Thursday, May 14, 2015

Re-Upholstered Cushions!

My friend used the heck out of these cushions a few years back and they have been in storage for the past 2 years waiting for their new home.  Yes, lots of love and use, and kids and pets with grime and spills!  Time for some new fabric, a coat of fresh paint on the wonderful rattan chairs and a new home to live in!  It's not too difficult to recover the seats...just a good dose of patience and a little elbow grease!  

The client's cushions before...

What you will need:
fabric (I used linen)
sewing machine/zipper foot and matching thread
flat head screwdriver
needle nose pliers
staple gun with 1/4" staples or longer depending on fabric thickness
pen or marking chalk
strong magnet-to help you clean up stray staples

optional:  cording, foam padding, batting fabric 
(it depends on whether the original is in study condition)

Carefully remove old cording and fabric from's gonna take some elbow grease and patience! Flip the seat cushion over and start on a corner with your fingers.  Take care with all of those sharp staples...some seats had hundreds!

You will need to give it a good tug to loosen it up...I had to resort to putting the cushions on the floor, using my foot to apply pressure, and use the pliers to pull the fabric and staples out of the wood.
If you have to resort to this method, it helps to swear a lot and be careful not to break the wood form with your body weight!

You will probably have to come back in with your flat head screw driver to pry up staples and then your pliers to rip them out.  There goes the manicure!

Now at this point, you need to inspect your batting, foam and cording materials to see if they are in good enough condition to re-use or do you need to purchase new items.  Mine were all in good shape, so I gently ripped the seam to the cording to expose enough of it to pull out of is casing with the pliers.  

Cutting Fabric:
Lay out the old fabric on top of the new fabric and be sure to get the features of a large pattern that you want centered on the seat if that applies. Trace the shape with chalk or pencil/pen and cut out.  I was recovering 4 seats, so I laid out the fabric on the floor.  You should have enough fabric to cover the seat plus 2-3" to come around the sides to staple onto form.  You will also need extra fabric (in this case, 1/2 yard) to cut bias strips to sew together to make cording.  Here's a good tutorial.

Staple Time:
Place the fabric on the seat and position.  Gently turn seat over and shoot staples in wood and fabric about an inch from the edge of the seat.  I start in the middle and pop one in every inch and a half or so in either direction from the center.  You will want to stop about 4" from the corners on this side and start on the opposite side of the seat, gently pulling the fabric taut for a neat fit.  Staple in either direction from the middle point and about 4" from corners.  Repeat this on last remaining sides...upholstery is a give and take of constantly pulling fabric to lie properly.  

You will also have staples that don't dig flush into the wood...jiggle them and pull them out if loose.
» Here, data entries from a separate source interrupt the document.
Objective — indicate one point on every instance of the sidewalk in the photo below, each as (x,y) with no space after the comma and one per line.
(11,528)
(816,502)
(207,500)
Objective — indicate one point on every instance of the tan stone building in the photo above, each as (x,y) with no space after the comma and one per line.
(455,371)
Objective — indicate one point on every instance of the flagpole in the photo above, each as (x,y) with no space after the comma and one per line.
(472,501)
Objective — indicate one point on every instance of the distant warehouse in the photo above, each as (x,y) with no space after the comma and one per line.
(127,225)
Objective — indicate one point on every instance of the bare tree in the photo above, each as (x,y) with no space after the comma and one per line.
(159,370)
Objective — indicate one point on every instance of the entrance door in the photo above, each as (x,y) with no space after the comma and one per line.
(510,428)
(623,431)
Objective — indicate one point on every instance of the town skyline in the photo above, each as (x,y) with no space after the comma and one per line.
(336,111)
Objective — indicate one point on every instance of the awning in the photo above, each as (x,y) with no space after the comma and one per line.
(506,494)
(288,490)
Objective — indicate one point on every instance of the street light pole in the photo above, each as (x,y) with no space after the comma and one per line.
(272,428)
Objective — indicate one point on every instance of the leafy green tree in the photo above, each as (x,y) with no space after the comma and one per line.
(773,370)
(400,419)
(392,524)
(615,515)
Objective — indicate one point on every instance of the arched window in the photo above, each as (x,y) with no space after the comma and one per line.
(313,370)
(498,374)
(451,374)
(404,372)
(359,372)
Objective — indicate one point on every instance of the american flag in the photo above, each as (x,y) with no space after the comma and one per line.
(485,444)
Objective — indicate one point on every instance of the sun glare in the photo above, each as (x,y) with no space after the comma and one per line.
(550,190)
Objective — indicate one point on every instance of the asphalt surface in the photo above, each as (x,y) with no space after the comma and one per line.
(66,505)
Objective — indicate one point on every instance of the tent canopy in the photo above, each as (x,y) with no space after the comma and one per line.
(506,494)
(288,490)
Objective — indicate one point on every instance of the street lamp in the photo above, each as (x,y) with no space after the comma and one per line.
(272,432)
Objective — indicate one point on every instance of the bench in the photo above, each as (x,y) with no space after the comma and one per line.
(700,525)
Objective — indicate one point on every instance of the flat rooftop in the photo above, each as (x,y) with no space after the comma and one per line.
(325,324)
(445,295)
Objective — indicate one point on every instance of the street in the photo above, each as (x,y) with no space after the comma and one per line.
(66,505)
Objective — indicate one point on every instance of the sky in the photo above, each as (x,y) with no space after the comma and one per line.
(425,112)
If  they feel tight, use your hammer till flush with wood. Be patient... here's how it should look.

You will want to trim off the extra fabric from the corners to make this job easier...I forgot to take pictures of this so check this tutorial for help.  Corners can be tricky, so take a deep breath and play with the fabric.  I like a double pleat on the corners as below.

Lastly, add the cording for a finished look.  Staple it as close to the sew line on the edge of the wood base as you can.